# What do you think about transcriptions?



## aallee (Mar 19, 2019)

HI, I am saxophone player. I would like to know your opinion about transcriptions in general. I think that this is a very interesting theme with very different opinions.

Here I share with youth a recent recording of the Paganini's caprice N.1 played with saxophone.






Best,
Alex


----------



## Larkenfield (Jun 5, 2017)

Congratulations. Well done! I have no problem with this transcription or the idea of transcriptions in general. They can expand what music is available for certain instruments, and as a life-long exponent of the saxophone myself, any additions to the repertoire can be helpful to everyone. Wonderful playing.


----------



## aallee (Mar 19, 2019)

Dear Larkenfield, 
Thank you very much. : )


----------



## premont (May 7, 2015)

Transcriptions first and foremost serve the purpose to give instrumentalists a chance to play music not written for their own instrument.

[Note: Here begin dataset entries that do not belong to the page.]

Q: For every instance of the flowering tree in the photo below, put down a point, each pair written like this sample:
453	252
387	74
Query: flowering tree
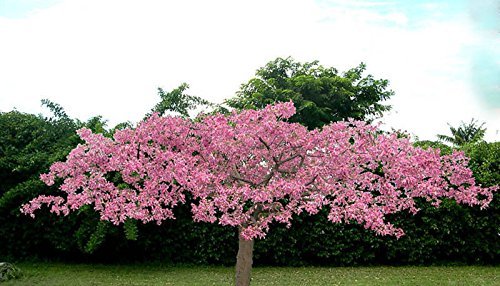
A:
252	168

To the listener transcriptions may be entertaining and sometimes illuminating, when other qualities of the music are put into the fore, e.g. piano transcriptions of orchestral music. But frankly spoken I have never heard a transcription which surpassed the original composition, not even some composers transcriptions of own works.


----------



## Sonata (Aug 7, 2010)

I am in favor of them


----------